High breast cancer mortality was also observed along the Ebro river in postmenopausal women and near the left bank of the Guadalquivir River in premenopausal women. Both rivers are included among fluvial areas with chemical pollution in Spain[57]. The Ebro river has received a great amount of pollutants, including pesticides, hydrocarbons and nitrates[57]. A recent study shows that organochlorine contaminants continue to be of concern in this area and that, among its degradation products, DDT still predominates, indicating recent inputs of this banned substance[58].

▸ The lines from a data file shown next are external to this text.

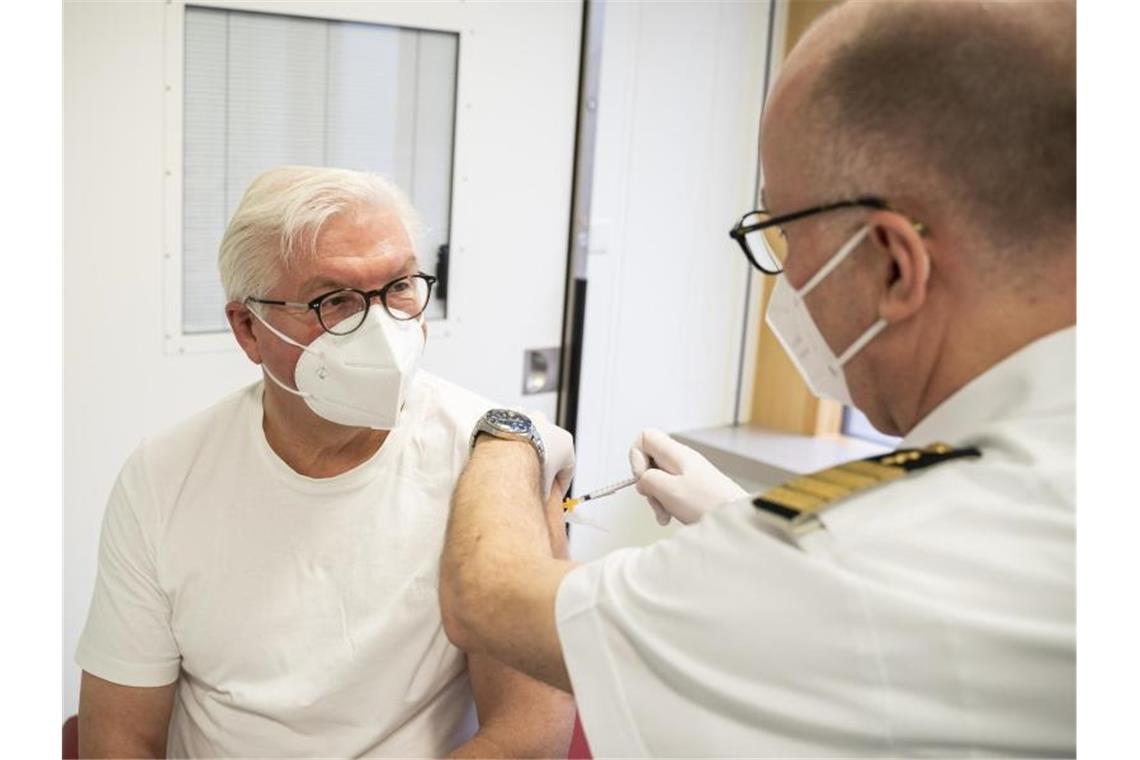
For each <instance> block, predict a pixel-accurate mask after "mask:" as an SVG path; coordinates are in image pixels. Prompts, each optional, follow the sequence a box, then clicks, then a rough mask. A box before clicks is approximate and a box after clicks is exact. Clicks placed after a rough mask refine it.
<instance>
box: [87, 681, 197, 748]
mask: <svg viewBox="0 0 1140 760" xmlns="http://www.w3.org/2000/svg"><path fill="white" fill-rule="evenodd" d="M177 683H178V681H174V683H171V684H166V685H165V686H122V685H120V684H113V683H112V681H108V680H105V679H103V678H99V677H98V676H92V675H91V673H89V672H87V671H84V672H83V679H82V683H81V685H80V692H79V753H80V757H81V758H143V757H150V758H163V757H165V755H166V728H168V727H169V725H170V712H171V709H172V708H173V705H174V686H176V684H177Z"/></svg>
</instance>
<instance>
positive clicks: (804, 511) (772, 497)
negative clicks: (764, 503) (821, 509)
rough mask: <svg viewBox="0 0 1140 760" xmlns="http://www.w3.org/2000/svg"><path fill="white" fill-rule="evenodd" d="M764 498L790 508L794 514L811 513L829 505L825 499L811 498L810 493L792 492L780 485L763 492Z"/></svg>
mask: <svg viewBox="0 0 1140 760" xmlns="http://www.w3.org/2000/svg"><path fill="white" fill-rule="evenodd" d="M764 498H765V499H767V500H768V501H774V502H776V504H779V505H781V506H783V507H791V508H792V509H795V510H796V512H813V510H815V509H817V508H819V507H822V506H823V505H825V504H829V500H827V499H821V498H819V497H816V496H812V495H811V493H803V492H800V491H792V490H791V489H789V488H784V487H782V485H781V487H779V488H774V489H771V490H767V491H765V492H764Z"/></svg>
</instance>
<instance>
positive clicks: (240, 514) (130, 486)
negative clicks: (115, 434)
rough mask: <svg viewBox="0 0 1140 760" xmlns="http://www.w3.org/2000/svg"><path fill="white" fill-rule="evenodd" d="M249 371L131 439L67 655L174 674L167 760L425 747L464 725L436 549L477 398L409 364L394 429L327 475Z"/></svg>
mask: <svg viewBox="0 0 1140 760" xmlns="http://www.w3.org/2000/svg"><path fill="white" fill-rule="evenodd" d="M261 393H262V385H261V383H255V384H253V385H251V386H249V387H246V389H244V390H242V391H239V392H238V393H235V394H233V395H230V397H229V398H227V399H225V400H222V401H221V402H220V403H218V404H217V406H214V407H212V408H210V409H207V410H205V411H203V412H201V414H198V415H196V416H195V417H192V418H190V419H188V420H186V422H185V423H182V424H180V425H178V426H177V427H174V428H173V430H171V431H170V432H166V433H164V434H162V435H158V436H155V438H153V439H150V440H148V441H146V442H144V443H143V444H141V446H140V447H139V449H138V450H136V451H135V453H133V455H132V456H131V457H130V459H129V460H128V461H127V464H125V465H124V467H123V471H122V473H121V474H120V477H119V482H117V483H116V484H115V488H114V491H113V492H112V496H111V500H109V504H108V505H107V512H106V517H105V520H104V526H103V536H101V541H100V547H99V569H98V577H97V580H96V589H95V596H93V599H92V603H91V610H90V613H89V616H88V621H87V627H86V629H84V630H83V635H82V637H81V639H80V644H79V651H78V653H76V657H75V659H76V661H78V663H79V664H80V667H82V669H83V670H86V671H88V672H90V673H92V675H95V676H98V677H100V678H104V679H106V680H109V681H114V683H116V684H123V685H128V686H160V685H163V684H170V683H171V681H173V680H176V679H178V688H177V700H176V702H174V709H173V716H172V719H171V725H170V741H169V745H168V752H169V753H170V754H171V755H176V757H177V755H197V757H203V755H207V757H233V755H260V757H283V755H308V757H314V755H320V757H350V755H360V754H383V755H405V757H408V755H410V757H426V755H434V757H439V755H442V754H446V753H447V752H449V751H450V750H453V749H454V747H455V746H457V745H458V744H461V743H462V742H463V741H465V739H466V738H467V737H469V736H470V735H471V734H472V733H473V730H474V722H473V718H474V716H473V710H472V694H471V688H470V684H469V681H467V676H466V660H465V656H464V654H463V653H462V652H461V651H459V649H457V648H456V647H454V646H453V645H451V644H450V643H449V641H448V639H447V636H446V635H445V634H443V628H442V623H441V620H440V612H439V602H438V577H439V556H440V550H441V548H442V544H443V533H445V528H446V524H447V517H448V510H449V502H450V497H451V491H453V490H454V487H455V482H456V479H457V477H458V475H459V472H461V471H462V468H463V466H464V465H465V464H466V459H467V436H469V435H470V434H471V430H472V428H473V426H474V424H475V422H477V420H478V418H479V417H480V416H481V415H482V412H483V411H486V410H487V409H488V408H489V407H490V406H491V404H490V403H489V402H487V401H483V400H482V399H480V398H478V397H475V395H474V394H472V393H469V392H466V391H464V390H462V389H459V387H457V386H455V385H451V384H450V383H446V382H443V381H441V379H439V378H437V377H434V376H432V375H429V374H427V373H424V371H420V373H417V375H416V378H415V381H414V383H413V385H412V389H410V392H409V395H408V400H407V403H406V407H405V411H404V416H402V417H401V420H400V424H399V425H398V426H397V428H396V430H393V431H392V432H391V433H390V434H389V436H388V439H386V441H385V442H384V444H383V446H382V447H381V448H380V450H378V451H377V452H376V453H375V456H373V457H372V458H370V459H369V460H368V461H366V463H364V464H361V465H359V466H358V467H356V468H353V469H351V471H350V472H347V473H343V474H341V475H337V476H335V477H327V479H312V477H306V476H303V475H300V474H298V473H296V472H294V471H293V469H291V468H290V467H288V466H287V465H286V464H285V463H284V461H283V460H282V459H280V458H279V457H278V456H277V455H276V453H275V452H274V451H272V449H270V448H269V446H268V443H267V442H266V438H264V434H263V433H262V427H261V423H262V406H261Z"/></svg>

Even though breast cancer mortality has begun to decline in Spain, a heterogeneous geographical pattern is in evidence, with higher rates in the Canary Islands, the Balearic Islands, the Mediterranean coast of Catalonia and Valencia, and a series of municipalities around the Ebro River. Among premenopausal women, increased mortality was also observed for municipalities located along the last third of the Guadalquivir River. As has been previously reported in other contexts, mortality rates are positively associated with socio-economic status and negatively associated with rurality and the presence of a higher proportion of persons over the age of 64 years (born before 1931). Taken together, these variables represent the influence of lifestyle factors that have determined the increase in breast cancer frequency over recent decades. On the other hand, the results for the younger group of women would suggest an attenuation of the socio-economic gradient in breast cancer mortality. The geographical variation mainly suggests the influence of other environmental variables, though a heterogeneous distribution of genetic factors cannot be ruled out. The descriptive nature of this study means, however, that the main determinants of this pattern cannot be ascertained.